David E Drummond edited this page Mar 4, 2018 · 9 revisions

Introduction

Before we begin, it’s important to roughly understand the three components of Hadoop:

  1. Hadoop Distributed File System (HDFS) is a distributed file system based off Google File System (GFS) that splits files into “blocks” and stores them redundantly on several relatively cheap machines, known as DataNodes. Access to these DataNodes is coordinated by a relatively high-quality machine, known as a NameNode.

  2. Hadoop MapReduce (based off Google MapReduce) is a paradigm for distributed computing that splits computations across several machines. In the Map task, each machine in the cluster calculates a user-defined function on a subset of the input data. The outputted data of the Map task is shuffled around the cluster of machines to be grouped or aggregated in the Reduce task.

  3. YARN (unofficially Yet Another Resource Negotiator) is a new feature in Hadoop 2.0 (released in 2013) that manages resources and job scheduling, much like an operating system. This is an important improvement, especially in productions with multiple applications and users, but we won’t focus on this for now.

Spin up AWS Instances

t2.micro instances should be sufficient to start playing with HDFS and MapReduce. The current setup uses the Ubuntu Server 14.04 LTS (HVM), SSD Volume Type. Be sure to terminate the instances if you want AWS to keep more free credits for the month. For practice you can try spinning up 4 nodes, treating one as the namenode(master) and the remaining three as datanodes.

Setup passwordless SSH

The namenode of the Hadoop cluster must be able to communicate with the datanodes without requiring a password.
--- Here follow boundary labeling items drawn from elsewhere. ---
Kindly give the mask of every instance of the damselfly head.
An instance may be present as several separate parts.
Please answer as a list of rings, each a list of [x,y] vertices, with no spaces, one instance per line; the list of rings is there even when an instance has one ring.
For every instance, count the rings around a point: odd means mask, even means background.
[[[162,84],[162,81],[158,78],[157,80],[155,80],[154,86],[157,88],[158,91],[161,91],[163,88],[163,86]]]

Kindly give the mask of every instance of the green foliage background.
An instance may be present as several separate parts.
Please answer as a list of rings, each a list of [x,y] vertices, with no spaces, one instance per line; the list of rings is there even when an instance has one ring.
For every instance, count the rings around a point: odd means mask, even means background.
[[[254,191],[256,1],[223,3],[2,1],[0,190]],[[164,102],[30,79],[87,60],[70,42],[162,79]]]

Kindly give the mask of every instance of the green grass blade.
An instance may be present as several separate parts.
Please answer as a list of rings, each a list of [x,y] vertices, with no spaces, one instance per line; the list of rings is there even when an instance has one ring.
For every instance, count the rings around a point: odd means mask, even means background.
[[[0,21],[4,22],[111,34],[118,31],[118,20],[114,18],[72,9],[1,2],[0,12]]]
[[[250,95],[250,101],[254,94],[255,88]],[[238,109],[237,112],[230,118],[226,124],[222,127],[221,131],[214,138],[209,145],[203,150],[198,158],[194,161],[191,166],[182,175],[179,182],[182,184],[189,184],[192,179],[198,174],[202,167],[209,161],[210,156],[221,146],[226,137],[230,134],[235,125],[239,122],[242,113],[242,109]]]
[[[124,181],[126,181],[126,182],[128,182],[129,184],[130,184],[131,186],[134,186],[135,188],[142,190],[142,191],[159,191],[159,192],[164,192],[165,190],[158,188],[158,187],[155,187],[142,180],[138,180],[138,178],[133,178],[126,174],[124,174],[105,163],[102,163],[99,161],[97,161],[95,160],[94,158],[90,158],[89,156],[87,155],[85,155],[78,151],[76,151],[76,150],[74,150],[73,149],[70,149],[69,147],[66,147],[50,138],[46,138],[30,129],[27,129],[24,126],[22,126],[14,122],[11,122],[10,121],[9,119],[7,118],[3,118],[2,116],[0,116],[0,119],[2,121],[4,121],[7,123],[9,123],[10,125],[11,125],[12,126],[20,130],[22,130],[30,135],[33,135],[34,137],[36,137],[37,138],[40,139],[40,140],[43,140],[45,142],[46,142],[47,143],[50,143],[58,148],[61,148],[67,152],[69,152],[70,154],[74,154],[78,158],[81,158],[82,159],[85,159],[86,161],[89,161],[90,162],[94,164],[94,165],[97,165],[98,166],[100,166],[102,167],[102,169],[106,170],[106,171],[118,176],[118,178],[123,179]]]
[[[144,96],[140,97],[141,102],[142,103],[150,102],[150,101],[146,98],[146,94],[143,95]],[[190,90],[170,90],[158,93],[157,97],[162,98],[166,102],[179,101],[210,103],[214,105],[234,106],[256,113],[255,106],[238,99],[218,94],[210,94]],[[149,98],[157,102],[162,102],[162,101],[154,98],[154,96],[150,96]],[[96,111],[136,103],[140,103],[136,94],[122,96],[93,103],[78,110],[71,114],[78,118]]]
Copy AWS pem-key from localhost to namenode

localhost$ scp -o "StrictHostKeyChecking no" -i ~/.ssh/personal-aws.pem ~/.ssh/personal-aws.pem ubuntu@namenode-public-dns:~/.ssh

SSH into the namenode

localhost$ ssh -i ~/.ssh/personal-aws.pem ubuntu@namenode-public-dns

Generate an authorization key for the namenode

namenode$ sudo apt-get update
namenode$ sudo apt-get install ssh rsync
namenode$ ssh-keygen -f ~/.ssh/id_rsa -t rsa -P ""
namenode$ sudo cat ~/.ssh/id_rsa.pub >> ~/.ssh/authorized_keys

Make sure you can successfully perform passwordless ssh by entering:
namenode$ ssh localhost

When prompted to add the host, type yes and then enter

The authenticity of host 'localhost (127.0.0.1)' can't be established. ECDSA key fingerprint is ... Are you sure you want to continue connecting (yes/no)?

Copy the namenode’s id_rsa.pub to the datanodes’ authorized_keys

  • This must be done for each datanode by changing the datanode-public-dns
namenode$ cat ~/.ssh/id_rsa.pub | ssh -o "StrictHostKeyChecking no" -i ~/.ssh/*.pem ubuntu@datanode-public-dns 'cat >> ~/.ssh/authorized_keys'

Setup Hadoop cluster

Hadoop will be installed on the namenode and all the datanodes. The namenode and datanodes will be configured after the main installation.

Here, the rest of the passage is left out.